Division of Allergy, Immunology, and Infectious Disease
Children's Hospital of Pittsburgh
Pittsburgh, PA 15213-2583

In Reply.—

We thank Dr Hochman for his thoughtful comments on our recent case report.1 Dr Hochman asserts that patient 1 had neither a fulminant hepatitis nor hepatic failure causally related to infection with West Nile virus (WNV). He correctly points out, and we agree, that transaminases may become markedly elevated with hepatotropic viruses, perfusion injuries, or hepatotoxins. As Dr Hochman states, temporal elevations of liver enzymes can be seen in many infections. However, as we have described previously, patient 1 tested negative for several of the infectious agents that can lead to fulminant hepatic failure, including cytomegalovirus, adenovirus, hepatitis A, hepatitis B, hepatitis C, and Epstein-Barr virus.1 Dr Hochman's conclusion that the abnormal transaminases are secondary to ischemia is a possibility that we also considered. However, there was lack of evidence that patient 1 had ischemic injury to other vulnerable organ systems such as the kidney or bowel. She had normal renal function and had a benign abdominal examination without any evidence of vomiting or diarrhea. We also strongly considered anticonvulsants and hepatotoxins as a source of her hepatic injury; however, anticonvulsant drug levels were normal, and urine toxicology was negative. Given these factors and the temporal relation to her diagnosis of WNV, we still conclude that the hepatitis is likely associated with WNV infection.
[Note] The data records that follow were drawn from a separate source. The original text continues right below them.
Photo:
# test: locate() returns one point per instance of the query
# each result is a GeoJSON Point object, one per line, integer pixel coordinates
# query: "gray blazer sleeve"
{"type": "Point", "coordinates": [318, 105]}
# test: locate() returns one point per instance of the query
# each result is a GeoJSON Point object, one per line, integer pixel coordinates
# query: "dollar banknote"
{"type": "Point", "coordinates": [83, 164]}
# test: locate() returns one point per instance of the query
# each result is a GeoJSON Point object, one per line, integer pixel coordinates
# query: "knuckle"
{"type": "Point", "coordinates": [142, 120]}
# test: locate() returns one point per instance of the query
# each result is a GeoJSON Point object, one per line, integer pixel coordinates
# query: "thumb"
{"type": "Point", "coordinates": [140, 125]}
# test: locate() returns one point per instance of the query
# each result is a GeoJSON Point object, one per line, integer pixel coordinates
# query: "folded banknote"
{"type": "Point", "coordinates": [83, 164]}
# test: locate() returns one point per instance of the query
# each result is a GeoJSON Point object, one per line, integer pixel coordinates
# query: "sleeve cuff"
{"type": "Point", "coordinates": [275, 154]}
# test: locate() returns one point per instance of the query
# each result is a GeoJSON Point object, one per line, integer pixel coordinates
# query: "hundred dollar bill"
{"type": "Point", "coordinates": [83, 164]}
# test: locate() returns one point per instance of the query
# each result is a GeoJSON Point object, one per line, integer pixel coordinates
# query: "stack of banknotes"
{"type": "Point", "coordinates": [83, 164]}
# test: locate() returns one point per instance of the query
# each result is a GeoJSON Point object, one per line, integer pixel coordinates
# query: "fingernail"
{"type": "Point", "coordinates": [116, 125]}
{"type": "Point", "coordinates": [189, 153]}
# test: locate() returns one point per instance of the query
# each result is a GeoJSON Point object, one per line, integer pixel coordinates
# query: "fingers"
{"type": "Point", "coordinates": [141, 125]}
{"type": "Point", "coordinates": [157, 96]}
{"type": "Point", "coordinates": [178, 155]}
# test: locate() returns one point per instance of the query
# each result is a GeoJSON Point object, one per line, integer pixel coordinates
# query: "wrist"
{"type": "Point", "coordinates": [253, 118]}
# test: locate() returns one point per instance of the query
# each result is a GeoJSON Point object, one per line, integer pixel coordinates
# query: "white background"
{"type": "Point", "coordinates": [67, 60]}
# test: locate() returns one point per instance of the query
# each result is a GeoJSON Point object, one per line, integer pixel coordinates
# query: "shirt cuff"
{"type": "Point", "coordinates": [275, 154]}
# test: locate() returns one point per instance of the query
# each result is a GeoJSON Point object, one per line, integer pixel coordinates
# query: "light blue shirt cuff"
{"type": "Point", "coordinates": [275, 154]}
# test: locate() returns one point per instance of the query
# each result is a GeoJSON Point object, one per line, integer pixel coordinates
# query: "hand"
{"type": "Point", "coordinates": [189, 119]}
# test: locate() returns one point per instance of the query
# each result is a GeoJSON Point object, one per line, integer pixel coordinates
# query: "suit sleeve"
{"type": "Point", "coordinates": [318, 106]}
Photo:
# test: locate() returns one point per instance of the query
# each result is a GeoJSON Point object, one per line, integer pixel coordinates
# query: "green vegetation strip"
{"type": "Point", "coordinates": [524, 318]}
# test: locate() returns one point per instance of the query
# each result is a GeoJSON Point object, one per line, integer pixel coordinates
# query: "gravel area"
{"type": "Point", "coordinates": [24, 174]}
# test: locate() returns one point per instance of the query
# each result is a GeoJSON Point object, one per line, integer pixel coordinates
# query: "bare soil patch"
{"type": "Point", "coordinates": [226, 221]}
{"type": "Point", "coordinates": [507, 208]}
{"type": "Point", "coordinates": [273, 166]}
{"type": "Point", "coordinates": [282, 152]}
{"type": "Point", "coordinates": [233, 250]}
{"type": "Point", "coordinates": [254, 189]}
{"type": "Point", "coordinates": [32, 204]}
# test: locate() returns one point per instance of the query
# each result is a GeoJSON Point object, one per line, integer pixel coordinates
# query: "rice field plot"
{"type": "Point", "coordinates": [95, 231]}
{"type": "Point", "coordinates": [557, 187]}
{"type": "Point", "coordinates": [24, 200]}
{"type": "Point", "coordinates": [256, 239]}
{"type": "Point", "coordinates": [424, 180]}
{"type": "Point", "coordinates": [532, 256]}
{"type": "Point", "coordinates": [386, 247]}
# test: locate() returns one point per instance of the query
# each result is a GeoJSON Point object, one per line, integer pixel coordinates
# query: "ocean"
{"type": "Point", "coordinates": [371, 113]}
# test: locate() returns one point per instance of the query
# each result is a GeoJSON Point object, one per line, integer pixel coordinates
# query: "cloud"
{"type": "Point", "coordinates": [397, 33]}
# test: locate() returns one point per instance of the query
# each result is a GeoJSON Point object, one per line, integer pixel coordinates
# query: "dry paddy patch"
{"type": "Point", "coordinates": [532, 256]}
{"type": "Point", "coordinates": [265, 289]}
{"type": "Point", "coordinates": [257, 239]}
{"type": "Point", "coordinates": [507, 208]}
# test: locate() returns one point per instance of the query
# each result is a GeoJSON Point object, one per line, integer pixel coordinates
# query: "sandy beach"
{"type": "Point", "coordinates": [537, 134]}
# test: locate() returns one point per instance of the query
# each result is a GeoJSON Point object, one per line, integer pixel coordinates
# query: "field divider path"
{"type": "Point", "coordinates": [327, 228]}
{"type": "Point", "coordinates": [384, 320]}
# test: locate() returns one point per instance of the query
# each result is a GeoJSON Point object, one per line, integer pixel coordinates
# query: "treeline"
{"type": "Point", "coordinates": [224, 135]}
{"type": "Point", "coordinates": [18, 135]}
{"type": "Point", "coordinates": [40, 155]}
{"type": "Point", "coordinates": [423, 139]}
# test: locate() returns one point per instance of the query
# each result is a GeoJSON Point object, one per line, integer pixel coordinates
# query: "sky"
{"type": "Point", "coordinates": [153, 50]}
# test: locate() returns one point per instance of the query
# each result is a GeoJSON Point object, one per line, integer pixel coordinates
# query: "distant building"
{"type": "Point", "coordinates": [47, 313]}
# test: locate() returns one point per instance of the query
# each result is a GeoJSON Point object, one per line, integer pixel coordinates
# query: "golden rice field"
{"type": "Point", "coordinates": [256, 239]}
Dr Hochman raises a difficult question regarding the definition of fulminant hepatic failure and the application of this term to describe the condition of patient 1. Fulminant hepatic failure is well described in adults; however, it is much rarer in children. The generally accepted characteristics of fulminant hepatic failure include hepatic encephalopathy within 8 weeks of onset of disease, coagulopathy, and absence of previous hepatic disease.2 Patient 1 did present with persistent mental status changes, prolonged prothrombin time, and no previous history of liver disease. The etiology of her mental-status changes is less clear. They are either directly a manifestation of WNV infection or secondary to hepatic injury. Serious neurologic changes in WNV are rare and as yet neither well documented nor described. We agree that the characteristics described do not necessarily prove hepatic failure, given that the etiology of her mental-status changes is yet unclear. There is still a paucity of information regarding the clinical manifestations of WNV infection in children.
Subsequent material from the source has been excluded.